Sungai Nil, Mesir, dan Isu Geopolitik Afrika
Situasi menjadi semakin rumit menyusul diberitakan Mesir mengirim pesawat tempur dan pasukan khusus ke Sudan.
Sungai Nil yang melewati 11 negara Afrika lebih banyak menguntungkan Mesir. Kini, para pihak yang berkepentingan memanfaatkan sungai itu mulai bersitegang sehingga jadi isu geopolitik yang panas.
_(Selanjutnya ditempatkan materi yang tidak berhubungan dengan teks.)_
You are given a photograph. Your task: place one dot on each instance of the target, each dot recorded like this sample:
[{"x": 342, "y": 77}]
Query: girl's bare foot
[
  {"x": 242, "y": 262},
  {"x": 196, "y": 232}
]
Pada Sabtu siang, 21 November 2020, Kompas sengaja datang ke Kubri al-Jamiah atau Jembatan Universitas yang terkenal memiliki pemandangan terbaik untuk melihat Sungai Nil dan Kairo, ibu kota Mesir. Dinamakan Jembatan Universitas karena menjadi akses langsung ke Universitas Kairo yang legendaris.
Dari atas jembatan itu, tampak dua pemandangan menakjubkan, yaitu kompleks Universitas Kairo dengan simbol kubah besar di halaman depan kompleks itu dan Sungai Nil dengan latar belakang hotel-hotel bintang lima, seperti Sheraton, Semiramis Intercontinental, Four Seasons, dan Ritz-Carlton.
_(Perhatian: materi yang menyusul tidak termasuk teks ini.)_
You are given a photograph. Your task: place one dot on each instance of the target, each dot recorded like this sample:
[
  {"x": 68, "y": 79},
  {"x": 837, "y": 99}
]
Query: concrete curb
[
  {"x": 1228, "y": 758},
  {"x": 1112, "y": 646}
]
Sepanjang hari biasanya banyak warga Kairo atau turis asing sengaja datang ke Kubri al-Jamiah hanya sekadar mengambil foto-foto dengan latar belakang Sungai Nil atau kompleks Universitas Kairo.
Kalau berdiri di atas Kubri al-Jamiah dan melihat pemandangan Sungai Nil, segera bisa menyadari betapa sungai itu adalah segala-galanya bagi Mesir.
Baca juga: Napas Kota Kairo Bertumpu pada Denyut Nadi Sungai Nil
Sungai Nil memberikan keindahan, romantisisme, dan kehidupan. Pada waktu pagi, sore, dan malam hari, banyak muda-mudi duduk-duduk atau berjalan kaki di sepanjang tepi Sungai Nil sekadar menikmati keindahan dan suasana romantis sungai legendaris tersebut.
Berandil besar
Sungai Nil pun berandil besar dalam mendatangkan devisa pada industri pariwisata Mesir. Pariwisata adalah salah satu dari empat besar pendatang devisa di Mesir, selain minyak, Terusan Suez, dan transmisi gaji warga Mesir di luar negeri.
Pada periode 2018-2019, industri pariwisata Mesir berhasil meraup devisa 12,57 miliar dollar AS atau sekitar Rp 176,9 triliun. Menurut laporan Organisasi Pariwisata Dunia PBB (UNWTO), turis asing yang mengunjungi Mesir pada 2019 mencapai 13,6 juta wisatawan.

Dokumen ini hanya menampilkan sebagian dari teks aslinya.